Il n’y a pas lieu d’examiner le surplus des arguments de Monsieur [I] [M] et notamment le lien allégué entre son mandat syndical et le licenciement, lien que Monsieur [I] [M] ne démontre pas.
Les éléments établis démontrent la gravité du comportement du salarié. Les faits reprochés, commis par un membre du personnel soignant à l’égard d’une personne vulnérable et dépourvue de toute capacité de défense, portent directement atteinte aux obligations essentielles découlant du contrat de travail, en particulier aux devoirs de respect et de bienveillance, inhérents à la fonction exercée.
Une telle atteinte à la dignité et à la sécurité de la personne prise en charge altère irrémédiablement la relation de confiance entre l’employeur et le salarié, condition indispensable à la poursuite du contrat.
L’absence d’antécédents disciplinaires ou du comportement antérieurement irréprochable de l’intéressé est sans incidence sur l’appréciation des faits reprochés, la gravité de la faute s’appréciant en considération des seuls faits en cause et de leurs conséquences, quel que soit le passé professionnel de Monsieur [I] [M].
Ces circonstances rendent impossible le maintien du salarié dans l’établissement, même pendant la durée du préavis, condition exigée pour la qualification de faute grave au sens du code du travail.
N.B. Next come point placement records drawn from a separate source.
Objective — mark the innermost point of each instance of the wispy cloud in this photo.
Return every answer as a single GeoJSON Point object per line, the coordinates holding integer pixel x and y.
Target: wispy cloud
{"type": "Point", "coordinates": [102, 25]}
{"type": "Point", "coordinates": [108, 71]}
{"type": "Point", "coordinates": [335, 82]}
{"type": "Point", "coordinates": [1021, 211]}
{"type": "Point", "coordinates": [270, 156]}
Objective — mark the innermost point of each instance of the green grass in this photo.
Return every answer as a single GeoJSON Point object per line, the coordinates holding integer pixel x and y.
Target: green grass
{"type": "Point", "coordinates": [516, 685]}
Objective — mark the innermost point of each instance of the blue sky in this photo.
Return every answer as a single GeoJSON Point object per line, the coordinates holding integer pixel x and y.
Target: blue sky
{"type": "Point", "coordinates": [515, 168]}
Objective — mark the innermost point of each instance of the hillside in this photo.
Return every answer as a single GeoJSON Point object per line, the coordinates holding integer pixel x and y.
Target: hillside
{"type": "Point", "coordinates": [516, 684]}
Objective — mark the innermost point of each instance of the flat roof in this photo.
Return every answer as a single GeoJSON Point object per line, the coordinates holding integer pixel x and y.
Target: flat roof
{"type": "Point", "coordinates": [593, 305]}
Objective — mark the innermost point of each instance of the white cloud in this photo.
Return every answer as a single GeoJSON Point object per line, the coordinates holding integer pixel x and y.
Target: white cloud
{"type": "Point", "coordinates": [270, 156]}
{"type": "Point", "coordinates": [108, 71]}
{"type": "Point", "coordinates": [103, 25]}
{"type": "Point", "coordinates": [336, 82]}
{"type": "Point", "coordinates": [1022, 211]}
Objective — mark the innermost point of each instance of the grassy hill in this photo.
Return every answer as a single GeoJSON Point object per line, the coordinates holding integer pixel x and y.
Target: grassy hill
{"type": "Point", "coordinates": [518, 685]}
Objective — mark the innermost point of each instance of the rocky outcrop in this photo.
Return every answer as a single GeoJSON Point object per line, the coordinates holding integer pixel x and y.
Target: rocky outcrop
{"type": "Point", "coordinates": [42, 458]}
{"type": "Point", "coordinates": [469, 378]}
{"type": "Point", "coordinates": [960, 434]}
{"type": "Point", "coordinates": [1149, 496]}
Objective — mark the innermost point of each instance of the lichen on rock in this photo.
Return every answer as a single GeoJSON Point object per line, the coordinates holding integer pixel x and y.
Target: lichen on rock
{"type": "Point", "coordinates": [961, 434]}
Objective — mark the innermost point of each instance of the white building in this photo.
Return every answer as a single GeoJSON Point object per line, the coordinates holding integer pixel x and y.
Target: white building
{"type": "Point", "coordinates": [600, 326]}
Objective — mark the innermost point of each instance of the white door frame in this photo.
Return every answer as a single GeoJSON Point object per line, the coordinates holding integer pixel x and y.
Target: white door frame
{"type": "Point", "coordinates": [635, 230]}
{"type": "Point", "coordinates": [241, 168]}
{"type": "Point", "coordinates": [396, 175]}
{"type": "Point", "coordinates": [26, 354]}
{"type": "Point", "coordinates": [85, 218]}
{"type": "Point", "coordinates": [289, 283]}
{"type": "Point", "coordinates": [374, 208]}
Dès lors, la gravité et la nature des agissements commis justifient pleinement la rupture immédiate du contrat de travail sans préavis ni indemnité.
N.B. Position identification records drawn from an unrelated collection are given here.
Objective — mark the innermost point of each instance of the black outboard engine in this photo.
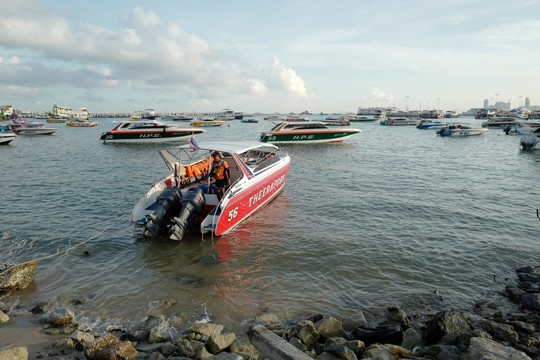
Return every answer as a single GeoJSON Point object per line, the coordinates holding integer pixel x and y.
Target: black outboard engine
{"type": "Point", "coordinates": [168, 207]}
{"type": "Point", "coordinates": [192, 204]}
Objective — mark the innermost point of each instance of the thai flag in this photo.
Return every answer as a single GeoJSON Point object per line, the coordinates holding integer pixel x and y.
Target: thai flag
{"type": "Point", "coordinates": [193, 144]}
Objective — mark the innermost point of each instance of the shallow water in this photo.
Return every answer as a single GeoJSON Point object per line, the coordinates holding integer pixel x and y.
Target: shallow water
{"type": "Point", "coordinates": [393, 216]}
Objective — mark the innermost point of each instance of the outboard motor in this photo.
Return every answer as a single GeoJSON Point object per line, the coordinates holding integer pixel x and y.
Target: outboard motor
{"type": "Point", "coordinates": [168, 207]}
{"type": "Point", "coordinates": [192, 204]}
{"type": "Point", "coordinates": [528, 142]}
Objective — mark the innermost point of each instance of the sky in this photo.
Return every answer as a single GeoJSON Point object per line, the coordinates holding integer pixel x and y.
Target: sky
{"type": "Point", "coordinates": [329, 56]}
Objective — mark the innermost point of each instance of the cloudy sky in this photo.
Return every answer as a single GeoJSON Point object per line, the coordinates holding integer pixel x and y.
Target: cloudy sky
{"type": "Point", "coordinates": [268, 56]}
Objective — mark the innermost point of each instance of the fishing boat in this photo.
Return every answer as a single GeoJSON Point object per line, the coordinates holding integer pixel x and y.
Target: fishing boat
{"type": "Point", "coordinates": [400, 121]}
{"type": "Point", "coordinates": [460, 130]}
{"type": "Point", "coordinates": [81, 123]}
{"type": "Point", "coordinates": [207, 122]}
{"type": "Point", "coordinates": [531, 142]}
{"type": "Point", "coordinates": [500, 121]}
{"type": "Point", "coordinates": [431, 124]}
{"type": "Point", "coordinates": [186, 200]}
{"type": "Point", "coordinates": [147, 131]}
{"type": "Point", "coordinates": [304, 132]}
{"type": "Point", "coordinates": [6, 135]}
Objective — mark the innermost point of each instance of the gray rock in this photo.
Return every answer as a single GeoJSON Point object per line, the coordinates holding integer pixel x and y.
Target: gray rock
{"type": "Point", "coordinates": [3, 317]}
{"type": "Point", "coordinates": [329, 327]}
{"type": "Point", "coordinates": [218, 343]}
{"type": "Point", "coordinates": [531, 301]}
{"type": "Point", "coordinates": [481, 348]}
{"type": "Point", "coordinates": [446, 322]}
{"type": "Point", "coordinates": [14, 353]}
{"type": "Point", "coordinates": [58, 317]}
{"type": "Point", "coordinates": [81, 336]}
{"type": "Point", "coordinates": [412, 338]}
{"type": "Point", "coordinates": [16, 277]}
{"type": "Point", "coordinates": [207, 329]}
{"type": "Point", "coordinates": [244, 348]}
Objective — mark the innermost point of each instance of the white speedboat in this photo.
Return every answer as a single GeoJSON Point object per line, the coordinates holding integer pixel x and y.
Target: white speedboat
{"type": "Point", "coordinates": [399, 121]}
{"type": "Point", "coordinates": [186, 199]}
{"type": "Point", "coordinates": [306, 132]}
{"type": "Point", "coordinates": [460, 130]}
{"type": "Point", "coordinates": [147, 131]}
{"type": "Point", "coordinates": [531, 142]}
{"type": "Point", "coordinates": [431, 124]}
{"type": "Point", "coordinates": [27, 127]}
{"type": "Point", "coordinates": [6, 135]}
{"type": "Point", "coordinates": [500, 121]}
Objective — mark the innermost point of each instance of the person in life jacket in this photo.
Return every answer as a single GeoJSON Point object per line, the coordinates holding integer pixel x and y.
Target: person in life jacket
{"type": "Point", "coordinates": [220, 170]}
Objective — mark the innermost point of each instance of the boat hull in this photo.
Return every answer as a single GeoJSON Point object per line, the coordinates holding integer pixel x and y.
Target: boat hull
{"type": "Point", "coordinates": [253, 198]}
{"type": "Point", "coordinates": [309, 137]}
{"type": "Point", "coordinates": [463, 132]}
{"type": "Point", "coordinates": [147, 136]}
{"type": "Point", "coordinates": [35, 131]}
{"type": "Point", "coordinates": [6, 139]}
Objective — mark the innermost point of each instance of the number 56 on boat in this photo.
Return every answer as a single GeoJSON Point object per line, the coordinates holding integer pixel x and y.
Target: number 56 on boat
{"type": "Point", "coordinates": [186, 200]}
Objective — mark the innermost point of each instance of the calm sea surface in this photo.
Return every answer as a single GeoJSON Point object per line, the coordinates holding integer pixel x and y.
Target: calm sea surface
{"type": "Point", "coordinates": [393, 216]}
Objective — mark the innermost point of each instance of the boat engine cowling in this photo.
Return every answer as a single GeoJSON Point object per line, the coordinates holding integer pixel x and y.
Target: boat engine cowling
{"type": "Point", "coordinates": [169, 202]}
{"type": "Point", "coordinates": [192, 204]}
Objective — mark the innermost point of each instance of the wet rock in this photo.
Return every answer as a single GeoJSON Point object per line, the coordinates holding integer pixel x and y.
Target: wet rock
{"type": "Point", "coordinates": [481, 348]}
{"type": "Point", "coordinates": [60, 347]}
{"type": "Point", "coordinates": [110, 347]}
{"type": "Point", "coordinates": [58, 317]}
{"type": "Point", "coordinates": [207, 329]}
{"type": "Point", "coordinates": [81, 336]}
{"type": "Point", "coordinates": [3, 318]}
{"type": "Point", "coordinates": [218, 343]}
{"type": "Point", "coordinates": [446, 322]}
{"type": "Point", "coordinates": [501, 332]}
{"type": "Point", "coordinates": [305, 331]}
{"type": "Point", "coordinates": [243, 347]}
{"type": "Point", "coordinates": [14, 353]}
{"type": "Point", "coordinates": [385, 352]}
{"type": "Point", "coordinates": [531, 301]}
{"type": "Point", "coordinates": [412, 338]}
{"type": "Point", "coordinates": [16, 277]}
{"type": "Point", "coordinates": [381, 335]}
{"type": "Point", "coordinates": [329, 327]}
{"type": "Point", "coordinates": [397, 316]}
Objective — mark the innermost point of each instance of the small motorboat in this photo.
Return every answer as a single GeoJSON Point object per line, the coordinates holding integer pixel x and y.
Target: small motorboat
{"type": "Point", "coordinates": [27, 127]}
{"type": "Point", "coordinates": [81, 123]}
{"type": "Point", "coordinates": [501, 121]}
{"type": "Point", "coordinates": [210, 122]}
{"type": "Point", "coordinates": [129, 131]}
{"type": "Point", "coordinates": [400, 121]}
{"type": "Point", "coordinates": [431, 124]}
{"type": "Point", "coordinates": [6, 135]}
{"type": "Point", "coordinates": [531, 142]}
{"type": "Point", "coordinates": [307, 132]}
{"type": "Point", "coordinates": [186, 200]}
{"type": "Point", "coordinates": [460, 130]}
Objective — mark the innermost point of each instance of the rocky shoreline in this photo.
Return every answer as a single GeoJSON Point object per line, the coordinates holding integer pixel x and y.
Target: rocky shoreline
{"type": "Point", "coordinates": [484, 333]}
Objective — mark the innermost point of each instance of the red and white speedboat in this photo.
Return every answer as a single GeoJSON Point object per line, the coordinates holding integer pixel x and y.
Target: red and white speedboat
{"type": "Point", "coordinates": [185, 201]}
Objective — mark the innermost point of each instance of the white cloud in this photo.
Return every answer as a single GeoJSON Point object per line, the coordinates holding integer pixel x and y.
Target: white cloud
{"type": "Point", "coordinates": [286, 78]}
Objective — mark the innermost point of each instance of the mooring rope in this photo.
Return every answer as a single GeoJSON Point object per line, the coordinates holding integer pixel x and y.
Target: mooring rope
{"type": "Point", "coordinates": [72, 247]}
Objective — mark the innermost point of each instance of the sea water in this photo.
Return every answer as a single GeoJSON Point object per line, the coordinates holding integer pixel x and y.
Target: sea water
{"type": "Point", "coordinates": [394, 216]}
En conséquence, le licenciement pour faute grave de Monsieur [I] [M] est fondé ainsi que le prononcé de la mesure de mise à pied.
Le jugement est confirmé en ce qu’il a dit que le licenciement de Monsieur [I] [M] reposait sur une faute grave et en ce qu’il l’a débouté de toutes ses demandes.
3. Sur l’article 700 du code de procédure civile et les dépens
Les dispositions du jugement relativement aux dépens et aux frais irrépétibles seront confirmées.
Monsieur [I] [M], qui succombe, supportera les entiers dépens de la présente instance, conformément à l’article 696 du code de procédure civile et sera débouté de sa demande au titre des frais irrépétibles.
Monsieur [I] [M] sera également condamné à payer à l’Association [6] la somme de 800 euros au titre de l’article 700 du code de procédure civile.
PAR CES MOTIFS
La cour, statuant par arrêt contradictoire, mis à disposition au greffe,
Ecarte la pièce n°54 de Monsieur [G] [M] des débats ;
Confirme le jugement du conseil de prud’hommes en toutes ses dispositions ;
Déboute les parties de leurs demandes supplémentaires ;
Ajoutant :
Condamne Monsieur [G] [M] à payer à l’Association [6] la somme de 800 euros en application de l’article 700 du code de procédure civile ;
Condamne Monsieur [G] [M] aux entiers dépens d’appel.